MicroStrategy now owns 0.62% of all the Bitcoin (BTC) that will ever be mined. The company’s executive chairman, Michael Saylor, announced that the company bought another 301 BTC for roughly $6 million at an average price of $19,851 per BTC. 
In sum, the company is one of the planet’s largest holders of the asset, owning 130,000 BTC. Apparently, Saylor likes round numbers, buying 301 BTC to reach the 130,000 milestone. 
MicroStrategy has purchased an additional 301 bitcoins for ~$6.0 million at an average price of ~$19,851 per #bitcoin. As of 9/19/22 @MicroStrategy holds ~130,000 bitcoins acquired for ~$3.98 billion at an average price of ~$30,639 per bitcoin.https://t.co/5kYW98ij4I
Due to plunging price action, the company’s investment is down substantially in U.S. dollar terms.
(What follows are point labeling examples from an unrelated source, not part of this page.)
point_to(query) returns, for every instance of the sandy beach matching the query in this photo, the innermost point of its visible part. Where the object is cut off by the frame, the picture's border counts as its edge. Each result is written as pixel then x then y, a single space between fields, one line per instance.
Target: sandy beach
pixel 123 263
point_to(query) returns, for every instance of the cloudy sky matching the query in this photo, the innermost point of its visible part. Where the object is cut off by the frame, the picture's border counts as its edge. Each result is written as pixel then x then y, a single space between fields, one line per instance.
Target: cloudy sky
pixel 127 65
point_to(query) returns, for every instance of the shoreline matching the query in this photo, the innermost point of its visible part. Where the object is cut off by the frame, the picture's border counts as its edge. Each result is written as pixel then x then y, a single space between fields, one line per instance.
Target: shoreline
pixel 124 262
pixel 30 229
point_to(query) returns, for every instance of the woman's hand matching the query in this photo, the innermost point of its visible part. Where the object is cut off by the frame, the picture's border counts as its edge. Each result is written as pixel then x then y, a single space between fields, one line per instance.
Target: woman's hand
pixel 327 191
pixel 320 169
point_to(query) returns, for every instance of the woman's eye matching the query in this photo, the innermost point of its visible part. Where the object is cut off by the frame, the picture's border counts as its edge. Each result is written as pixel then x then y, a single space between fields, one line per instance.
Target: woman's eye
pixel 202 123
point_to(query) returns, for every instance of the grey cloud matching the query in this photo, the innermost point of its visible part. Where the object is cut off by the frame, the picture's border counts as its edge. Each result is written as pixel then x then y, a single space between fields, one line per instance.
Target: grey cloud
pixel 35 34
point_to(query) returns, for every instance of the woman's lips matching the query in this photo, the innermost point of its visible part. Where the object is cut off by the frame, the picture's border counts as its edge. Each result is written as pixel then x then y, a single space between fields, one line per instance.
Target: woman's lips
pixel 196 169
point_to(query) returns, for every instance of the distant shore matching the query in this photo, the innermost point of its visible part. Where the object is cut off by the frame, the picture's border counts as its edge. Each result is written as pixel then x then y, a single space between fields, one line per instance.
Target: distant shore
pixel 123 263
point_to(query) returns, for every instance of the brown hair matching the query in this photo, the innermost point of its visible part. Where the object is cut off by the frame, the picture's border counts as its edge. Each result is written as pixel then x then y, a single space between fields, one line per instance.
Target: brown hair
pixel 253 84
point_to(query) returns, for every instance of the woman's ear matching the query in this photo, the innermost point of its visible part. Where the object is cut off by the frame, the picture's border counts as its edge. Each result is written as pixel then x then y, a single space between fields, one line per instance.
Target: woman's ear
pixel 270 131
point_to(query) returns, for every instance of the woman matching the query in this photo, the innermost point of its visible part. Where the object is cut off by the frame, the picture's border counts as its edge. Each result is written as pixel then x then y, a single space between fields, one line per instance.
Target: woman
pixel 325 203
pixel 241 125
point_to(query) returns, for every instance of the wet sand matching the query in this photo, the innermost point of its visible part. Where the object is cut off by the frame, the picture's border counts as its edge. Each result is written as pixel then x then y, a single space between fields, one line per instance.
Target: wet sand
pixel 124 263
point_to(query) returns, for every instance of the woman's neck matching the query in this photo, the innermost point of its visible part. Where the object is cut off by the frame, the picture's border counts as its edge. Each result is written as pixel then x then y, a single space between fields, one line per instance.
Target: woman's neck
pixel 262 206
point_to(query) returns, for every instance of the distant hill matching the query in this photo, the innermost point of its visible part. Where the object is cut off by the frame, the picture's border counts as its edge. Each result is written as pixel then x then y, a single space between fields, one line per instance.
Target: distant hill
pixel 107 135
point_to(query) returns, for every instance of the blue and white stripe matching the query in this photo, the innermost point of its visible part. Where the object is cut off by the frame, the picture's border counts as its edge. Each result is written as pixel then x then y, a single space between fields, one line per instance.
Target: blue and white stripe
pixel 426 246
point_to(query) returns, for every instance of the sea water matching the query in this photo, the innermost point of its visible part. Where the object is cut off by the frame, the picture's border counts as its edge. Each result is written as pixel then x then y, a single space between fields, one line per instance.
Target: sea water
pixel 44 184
MicroStrategy’s entry price is roughly $30,639 per BTC, and the Securities and Exchange Commission filing states that the firm has bought 130,000 BTC at an aggregate purchase price of approximately $3.98 billion.
If MicroStrategy started stacking sats (buying Bitcoin) at today’s prices, it would have spent $2.48 billion on 130,000 BTC. Saylor is currently at a paper loss of over a billion dollars.
According to the SEC filing, the company made the purchase with “excess cash.” Saylor recently stepped down as CEO of the company to focus on buying more Bitcoin, while Washington, DC has taken aim at the billionaire in a tax evasion lawsuit.
Bitcoin enthusiasts were quick to commend Saylor’s buy. Referred to as the “Chad” or “Gigachad,” Saylor’s conviction and commitment to buying Bitcoin despite the investment being underwater has garnered both a devout following and numerous critics.
Related: Bitcoin better than physical property for regular folks, says Michael Saylor
Other large wallet addresses include that of crypto exchange Bitfinex, which holds 170,000 BTC, and a Binance reserve wallet that holds 125,000 BTC. Binance is the world’s largest crypto exchange and has several wallets holding six figures of Bitcoin. Regarding individuals, Saylor has stated that he holds Bitcoin, and FTX CEO Sam Bankman-Fried and Binance CEO Changpeng Zhao are also “hodlers” — a meme that became popular jargon for holding crypto.